Up until now, the couple articles I've written here on Cloé Beaudoin have been on her original work: her acoustic ballads "Deliverance" and "Dying Awake," and of course her acoustic and full-band versions of her epic song, "Rest in Peace (RIP)." Yet this Canadian siren has more talent than I ever could have imagined as I review her back-catalog of videos on Youtube and take a look at some of her new uploads. It seems that many artists start out doing covers and the real test for them comes when they move from covering songs to writing their own original material. Yet sometimes, it is more intriguing to watch the motion in reverse, as once an artist has developed their own style through original work, it becomes interesting to see how they interpret another artist's music.
In the back-catalog, among covers of Linkin Park and Paramore, I find a year-old cover of Green Day's "21 Guns." When I first heard this song in May of 2009, I knew it was going to be huge: an epic ballad than sets the tone for the whole 21st Century Breakdown album. It's that one song that seems transcendent: full of life and rebirth all at the same time. Yet it grows in a whole new way when I listen to Beaudoin's cover of it. It has that same transcendent quality as the original, but there is something intense in a different way, almost as if the romance is coming from the other direction; whereas it was Billi Joe calling in the original, here Beaudoin is the one returning, and so lends to the song another level that it didn't have before.
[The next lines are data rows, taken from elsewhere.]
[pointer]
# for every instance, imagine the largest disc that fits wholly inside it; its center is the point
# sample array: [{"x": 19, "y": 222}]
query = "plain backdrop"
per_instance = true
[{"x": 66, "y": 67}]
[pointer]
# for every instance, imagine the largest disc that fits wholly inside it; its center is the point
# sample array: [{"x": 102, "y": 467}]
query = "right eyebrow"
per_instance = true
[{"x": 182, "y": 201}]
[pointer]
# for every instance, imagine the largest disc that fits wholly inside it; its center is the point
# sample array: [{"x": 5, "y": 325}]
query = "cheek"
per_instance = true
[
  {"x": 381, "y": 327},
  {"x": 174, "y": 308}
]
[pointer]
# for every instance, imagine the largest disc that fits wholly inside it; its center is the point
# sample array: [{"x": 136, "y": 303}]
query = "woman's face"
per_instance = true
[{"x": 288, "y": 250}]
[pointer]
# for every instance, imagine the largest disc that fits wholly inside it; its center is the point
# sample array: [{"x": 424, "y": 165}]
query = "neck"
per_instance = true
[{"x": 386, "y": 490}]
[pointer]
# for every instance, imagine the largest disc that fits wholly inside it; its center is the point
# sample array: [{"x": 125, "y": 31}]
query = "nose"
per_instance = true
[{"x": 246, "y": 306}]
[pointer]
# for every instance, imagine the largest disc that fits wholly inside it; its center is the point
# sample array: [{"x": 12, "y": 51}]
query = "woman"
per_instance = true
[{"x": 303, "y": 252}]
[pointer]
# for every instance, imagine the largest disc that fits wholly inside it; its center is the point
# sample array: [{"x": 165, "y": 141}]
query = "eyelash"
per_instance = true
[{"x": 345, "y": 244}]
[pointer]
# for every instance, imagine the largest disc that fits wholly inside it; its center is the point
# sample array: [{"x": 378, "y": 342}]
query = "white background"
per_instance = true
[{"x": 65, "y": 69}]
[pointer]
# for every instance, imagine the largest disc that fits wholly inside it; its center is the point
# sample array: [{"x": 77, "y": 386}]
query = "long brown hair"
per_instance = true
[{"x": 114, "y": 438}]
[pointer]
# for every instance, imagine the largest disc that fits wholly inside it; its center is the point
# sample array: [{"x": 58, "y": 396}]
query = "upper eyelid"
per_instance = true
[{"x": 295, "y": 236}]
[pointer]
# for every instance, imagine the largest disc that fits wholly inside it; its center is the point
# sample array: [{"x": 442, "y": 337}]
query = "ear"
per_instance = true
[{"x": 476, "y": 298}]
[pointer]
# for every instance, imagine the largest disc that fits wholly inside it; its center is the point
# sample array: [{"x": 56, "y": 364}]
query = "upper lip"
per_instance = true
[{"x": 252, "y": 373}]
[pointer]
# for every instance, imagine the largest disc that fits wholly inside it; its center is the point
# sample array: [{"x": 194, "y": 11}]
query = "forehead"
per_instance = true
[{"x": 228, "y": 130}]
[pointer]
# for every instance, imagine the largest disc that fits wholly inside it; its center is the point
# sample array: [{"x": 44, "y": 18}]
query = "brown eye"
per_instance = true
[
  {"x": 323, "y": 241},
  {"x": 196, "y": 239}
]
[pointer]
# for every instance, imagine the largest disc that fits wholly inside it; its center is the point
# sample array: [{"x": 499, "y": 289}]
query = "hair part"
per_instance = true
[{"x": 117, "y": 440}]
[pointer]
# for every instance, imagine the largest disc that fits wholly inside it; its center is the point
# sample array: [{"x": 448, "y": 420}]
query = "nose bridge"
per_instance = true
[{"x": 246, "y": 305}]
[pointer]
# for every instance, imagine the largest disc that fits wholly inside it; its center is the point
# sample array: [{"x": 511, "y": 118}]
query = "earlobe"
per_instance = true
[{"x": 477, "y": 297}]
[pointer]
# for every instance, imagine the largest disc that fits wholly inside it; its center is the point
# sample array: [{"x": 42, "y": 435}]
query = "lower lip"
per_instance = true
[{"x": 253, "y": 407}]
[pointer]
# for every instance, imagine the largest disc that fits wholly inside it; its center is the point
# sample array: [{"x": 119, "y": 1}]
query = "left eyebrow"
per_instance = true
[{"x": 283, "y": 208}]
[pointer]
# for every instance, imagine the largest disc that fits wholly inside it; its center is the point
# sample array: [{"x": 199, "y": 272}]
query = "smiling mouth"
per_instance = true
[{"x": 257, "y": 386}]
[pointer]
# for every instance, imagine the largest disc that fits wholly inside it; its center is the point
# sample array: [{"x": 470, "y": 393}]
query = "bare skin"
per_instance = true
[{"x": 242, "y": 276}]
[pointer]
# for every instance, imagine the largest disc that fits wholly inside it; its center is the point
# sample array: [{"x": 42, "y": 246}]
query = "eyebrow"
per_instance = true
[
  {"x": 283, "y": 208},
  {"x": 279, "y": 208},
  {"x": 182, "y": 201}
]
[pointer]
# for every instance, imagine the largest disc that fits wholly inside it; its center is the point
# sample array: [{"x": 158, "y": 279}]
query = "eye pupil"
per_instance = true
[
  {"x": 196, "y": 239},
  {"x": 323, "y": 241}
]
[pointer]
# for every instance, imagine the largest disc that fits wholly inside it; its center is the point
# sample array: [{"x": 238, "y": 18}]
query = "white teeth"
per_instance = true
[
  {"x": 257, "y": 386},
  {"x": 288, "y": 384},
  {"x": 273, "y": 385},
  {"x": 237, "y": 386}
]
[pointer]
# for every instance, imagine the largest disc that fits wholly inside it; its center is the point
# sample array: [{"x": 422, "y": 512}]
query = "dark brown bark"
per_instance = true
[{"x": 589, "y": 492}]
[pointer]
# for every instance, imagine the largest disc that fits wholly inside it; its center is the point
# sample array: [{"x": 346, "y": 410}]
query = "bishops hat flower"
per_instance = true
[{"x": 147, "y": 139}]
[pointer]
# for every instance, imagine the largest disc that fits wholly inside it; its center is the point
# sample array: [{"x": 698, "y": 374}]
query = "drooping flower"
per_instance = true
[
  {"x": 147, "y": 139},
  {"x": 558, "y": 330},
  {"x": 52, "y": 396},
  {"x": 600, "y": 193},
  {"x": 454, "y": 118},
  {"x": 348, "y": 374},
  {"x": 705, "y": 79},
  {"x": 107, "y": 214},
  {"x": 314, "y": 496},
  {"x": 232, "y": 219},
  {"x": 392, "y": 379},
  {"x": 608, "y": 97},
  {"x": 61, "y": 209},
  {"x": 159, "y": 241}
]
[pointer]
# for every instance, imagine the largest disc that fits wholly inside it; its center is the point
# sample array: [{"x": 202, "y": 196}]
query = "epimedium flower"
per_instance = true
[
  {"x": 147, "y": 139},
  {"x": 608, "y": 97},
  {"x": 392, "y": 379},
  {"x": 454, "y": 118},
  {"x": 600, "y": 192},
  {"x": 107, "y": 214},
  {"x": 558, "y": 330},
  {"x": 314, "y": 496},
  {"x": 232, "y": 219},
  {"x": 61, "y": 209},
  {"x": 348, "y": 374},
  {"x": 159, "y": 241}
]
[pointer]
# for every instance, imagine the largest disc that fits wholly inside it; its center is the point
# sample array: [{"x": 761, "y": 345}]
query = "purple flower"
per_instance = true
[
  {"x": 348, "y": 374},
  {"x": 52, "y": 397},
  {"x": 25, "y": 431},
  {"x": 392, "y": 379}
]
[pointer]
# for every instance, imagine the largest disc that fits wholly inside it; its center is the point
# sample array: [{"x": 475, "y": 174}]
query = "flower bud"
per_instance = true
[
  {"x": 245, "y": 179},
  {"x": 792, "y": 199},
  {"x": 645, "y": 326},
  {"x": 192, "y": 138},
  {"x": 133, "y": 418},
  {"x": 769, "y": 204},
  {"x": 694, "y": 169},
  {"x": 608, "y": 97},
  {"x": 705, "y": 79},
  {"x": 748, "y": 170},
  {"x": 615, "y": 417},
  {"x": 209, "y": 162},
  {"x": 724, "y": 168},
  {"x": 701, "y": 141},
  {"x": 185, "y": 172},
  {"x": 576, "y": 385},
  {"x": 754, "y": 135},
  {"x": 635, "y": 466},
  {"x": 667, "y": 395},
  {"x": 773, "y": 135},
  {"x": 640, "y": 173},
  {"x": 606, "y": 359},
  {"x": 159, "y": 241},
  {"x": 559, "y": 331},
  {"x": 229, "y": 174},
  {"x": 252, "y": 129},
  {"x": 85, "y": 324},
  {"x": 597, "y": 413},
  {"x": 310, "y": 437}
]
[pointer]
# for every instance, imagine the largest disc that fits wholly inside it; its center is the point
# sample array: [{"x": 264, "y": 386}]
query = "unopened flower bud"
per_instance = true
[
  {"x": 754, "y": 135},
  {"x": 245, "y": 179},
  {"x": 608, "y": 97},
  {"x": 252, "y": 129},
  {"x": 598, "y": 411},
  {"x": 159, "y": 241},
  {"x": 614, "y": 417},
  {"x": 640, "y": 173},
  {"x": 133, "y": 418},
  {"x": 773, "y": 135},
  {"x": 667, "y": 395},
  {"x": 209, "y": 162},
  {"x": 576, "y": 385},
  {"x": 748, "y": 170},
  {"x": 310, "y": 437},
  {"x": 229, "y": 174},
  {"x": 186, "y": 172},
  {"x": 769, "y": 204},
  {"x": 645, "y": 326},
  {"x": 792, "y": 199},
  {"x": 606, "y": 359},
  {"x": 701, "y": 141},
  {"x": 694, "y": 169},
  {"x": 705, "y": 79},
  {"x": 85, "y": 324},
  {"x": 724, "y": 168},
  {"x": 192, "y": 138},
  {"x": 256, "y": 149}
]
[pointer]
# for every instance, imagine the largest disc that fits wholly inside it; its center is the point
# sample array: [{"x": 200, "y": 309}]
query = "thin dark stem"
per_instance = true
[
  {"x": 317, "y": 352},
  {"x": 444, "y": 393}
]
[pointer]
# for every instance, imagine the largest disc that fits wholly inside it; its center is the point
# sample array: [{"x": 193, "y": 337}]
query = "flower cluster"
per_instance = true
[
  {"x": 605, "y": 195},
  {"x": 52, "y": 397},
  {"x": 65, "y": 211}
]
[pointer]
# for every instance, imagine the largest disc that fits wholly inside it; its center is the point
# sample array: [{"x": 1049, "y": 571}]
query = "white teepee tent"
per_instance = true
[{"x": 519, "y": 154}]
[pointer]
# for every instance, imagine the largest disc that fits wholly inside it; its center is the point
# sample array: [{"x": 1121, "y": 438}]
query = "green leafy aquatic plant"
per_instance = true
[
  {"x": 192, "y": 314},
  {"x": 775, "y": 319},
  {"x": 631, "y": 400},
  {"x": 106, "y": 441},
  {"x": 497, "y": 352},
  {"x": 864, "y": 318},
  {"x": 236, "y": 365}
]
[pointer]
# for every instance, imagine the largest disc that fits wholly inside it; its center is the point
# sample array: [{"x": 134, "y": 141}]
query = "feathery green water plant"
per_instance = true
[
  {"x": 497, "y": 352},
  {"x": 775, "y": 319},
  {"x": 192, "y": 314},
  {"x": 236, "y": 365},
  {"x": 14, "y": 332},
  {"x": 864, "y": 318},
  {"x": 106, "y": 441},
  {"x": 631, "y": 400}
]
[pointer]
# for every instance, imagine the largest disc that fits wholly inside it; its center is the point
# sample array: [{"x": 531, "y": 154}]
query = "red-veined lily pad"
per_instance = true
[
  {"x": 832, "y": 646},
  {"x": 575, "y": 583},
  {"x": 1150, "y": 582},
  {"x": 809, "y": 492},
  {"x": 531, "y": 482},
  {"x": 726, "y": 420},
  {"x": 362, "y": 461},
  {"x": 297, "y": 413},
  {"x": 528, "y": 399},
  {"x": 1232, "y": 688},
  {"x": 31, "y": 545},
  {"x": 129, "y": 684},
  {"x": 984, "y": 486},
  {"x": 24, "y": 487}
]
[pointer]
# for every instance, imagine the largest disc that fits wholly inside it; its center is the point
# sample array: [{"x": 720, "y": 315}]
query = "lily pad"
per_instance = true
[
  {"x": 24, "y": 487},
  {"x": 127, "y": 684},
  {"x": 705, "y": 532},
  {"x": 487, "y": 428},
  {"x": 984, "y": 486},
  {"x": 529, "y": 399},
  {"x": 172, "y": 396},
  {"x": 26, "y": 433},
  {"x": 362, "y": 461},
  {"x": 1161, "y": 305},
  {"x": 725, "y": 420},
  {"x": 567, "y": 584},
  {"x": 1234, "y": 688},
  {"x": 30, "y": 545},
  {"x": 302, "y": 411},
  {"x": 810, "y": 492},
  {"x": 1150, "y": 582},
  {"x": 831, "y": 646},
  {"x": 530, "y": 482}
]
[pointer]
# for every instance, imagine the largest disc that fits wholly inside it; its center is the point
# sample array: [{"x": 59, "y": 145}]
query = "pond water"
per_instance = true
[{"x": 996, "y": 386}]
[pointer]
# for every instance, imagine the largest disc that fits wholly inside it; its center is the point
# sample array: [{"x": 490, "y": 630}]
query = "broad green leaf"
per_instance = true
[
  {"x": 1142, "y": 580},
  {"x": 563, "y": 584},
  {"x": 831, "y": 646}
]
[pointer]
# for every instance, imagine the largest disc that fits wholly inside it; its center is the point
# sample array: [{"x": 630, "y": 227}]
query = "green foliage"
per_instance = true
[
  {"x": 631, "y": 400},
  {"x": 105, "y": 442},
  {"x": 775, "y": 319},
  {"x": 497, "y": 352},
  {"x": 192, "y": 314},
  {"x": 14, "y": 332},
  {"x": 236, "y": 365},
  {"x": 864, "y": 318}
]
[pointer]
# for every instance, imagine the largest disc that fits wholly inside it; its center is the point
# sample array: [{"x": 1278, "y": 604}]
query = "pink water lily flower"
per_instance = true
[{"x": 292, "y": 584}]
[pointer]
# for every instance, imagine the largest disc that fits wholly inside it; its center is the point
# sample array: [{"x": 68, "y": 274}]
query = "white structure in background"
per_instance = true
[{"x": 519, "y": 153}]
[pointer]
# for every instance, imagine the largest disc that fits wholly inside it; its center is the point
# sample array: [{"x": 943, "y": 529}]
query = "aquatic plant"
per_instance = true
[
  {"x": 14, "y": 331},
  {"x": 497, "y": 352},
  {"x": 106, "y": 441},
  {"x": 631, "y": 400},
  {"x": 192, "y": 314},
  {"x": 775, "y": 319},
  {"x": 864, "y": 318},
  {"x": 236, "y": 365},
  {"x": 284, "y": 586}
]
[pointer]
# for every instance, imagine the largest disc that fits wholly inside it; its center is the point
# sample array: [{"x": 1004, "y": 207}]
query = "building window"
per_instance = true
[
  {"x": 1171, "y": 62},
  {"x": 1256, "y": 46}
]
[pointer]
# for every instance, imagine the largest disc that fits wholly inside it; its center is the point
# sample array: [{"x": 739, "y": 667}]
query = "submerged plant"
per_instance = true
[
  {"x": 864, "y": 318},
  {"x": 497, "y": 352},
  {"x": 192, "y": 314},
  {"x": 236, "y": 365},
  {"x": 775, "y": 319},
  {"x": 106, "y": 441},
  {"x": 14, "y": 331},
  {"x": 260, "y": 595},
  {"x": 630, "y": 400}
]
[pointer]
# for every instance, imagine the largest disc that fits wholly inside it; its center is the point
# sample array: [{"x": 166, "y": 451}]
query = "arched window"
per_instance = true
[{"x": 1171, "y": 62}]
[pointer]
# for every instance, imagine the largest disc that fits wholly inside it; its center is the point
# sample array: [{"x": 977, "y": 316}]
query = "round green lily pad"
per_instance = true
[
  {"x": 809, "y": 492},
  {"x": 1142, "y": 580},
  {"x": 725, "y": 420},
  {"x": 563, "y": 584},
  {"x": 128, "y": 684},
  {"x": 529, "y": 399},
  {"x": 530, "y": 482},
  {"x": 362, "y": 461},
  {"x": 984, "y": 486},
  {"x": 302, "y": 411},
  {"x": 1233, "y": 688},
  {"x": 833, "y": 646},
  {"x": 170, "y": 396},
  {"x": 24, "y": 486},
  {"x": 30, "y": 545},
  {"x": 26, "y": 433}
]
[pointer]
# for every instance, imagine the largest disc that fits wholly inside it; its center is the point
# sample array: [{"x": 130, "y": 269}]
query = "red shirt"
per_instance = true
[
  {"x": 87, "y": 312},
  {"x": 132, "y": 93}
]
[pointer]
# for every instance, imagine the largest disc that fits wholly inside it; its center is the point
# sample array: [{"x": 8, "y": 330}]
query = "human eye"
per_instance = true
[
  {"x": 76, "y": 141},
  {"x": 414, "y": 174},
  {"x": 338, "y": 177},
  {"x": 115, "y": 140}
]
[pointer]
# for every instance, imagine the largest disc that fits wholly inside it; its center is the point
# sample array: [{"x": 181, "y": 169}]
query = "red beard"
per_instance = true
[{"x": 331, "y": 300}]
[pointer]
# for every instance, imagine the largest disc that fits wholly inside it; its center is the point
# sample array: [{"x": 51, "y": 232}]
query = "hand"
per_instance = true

But that was a year ago, and to write about something a year old isn't exactly cutting edge. Yet Beaudoin has in the past week uploaded to new acoustic covers that just amaze me. A couple weeks ago I came across a new post on her Facebook fanpage alerting of a new cover, and so on a curious note I checked it out. A cover of Three Days Grace's new song "World So Cold" off their most recent album, Life Starts Now, the cover seemed odd at first: Beaudoin slows down the tempo and draws out the lyrics in breathy slight-pauses. But the minute she gets to the chorus, the speed immediately quickens, and she shoots it up, belting out the Amy Lee-style vocals that drew me to her originally. Just closing my eyes and listening, I know that this cover is special: there's just something about her breathy vocals married to the hardcore minor chords she plays on her guitar. I am at once addicted to the chorus and play it again and again.
Yet even her Three Days Grace cover isn't the newest thing Beaudoin's done, though she only uploaded it no more than two weeks ago. This past Wednesday, Beaudoin uploaded yet another cover for my entertainment pleasure. This time it was a cover of fellow Canadians Sum 41's new single "Screaming Bloody Murder" from their upcoming release. Switching tracks from the post-grunge to the pop-punk, Beaudoin demonstrates again just how versatile she is and can be. Garnering just under a thousand views in just over four days, the cover showcases again Beaudoin's self-aware romantic vocals glued to an addictive melody and rhythm. The amazing pipes I have come to know Beaudoin for are prevalent and fit dynamically with the melodies she belts from her throat. I know this is a Sum 41 song and I am a huge Sum fan myself, but I must say in all honesty that if this was a Beaudoin original, I wouldn't be disappointed in any way. As with her cover of "World So Cold," Beaudoin slows down the tempo and then shoots forward during the choruses, lending to an already addictive track a certain sense of unique ambiguity that makes this song all the more impossible to turn off or turn down.
Crystal clear from her covers as well as her originals, Cloé Beaudoin has that unique ability to transform and adapt herself to fit into any genre or style she wishes. It goes without saying that this song will be on repeat for the foreseeable future on my computer. Beaudoin continues her string of triumphs with this cover: most successful, most addictive.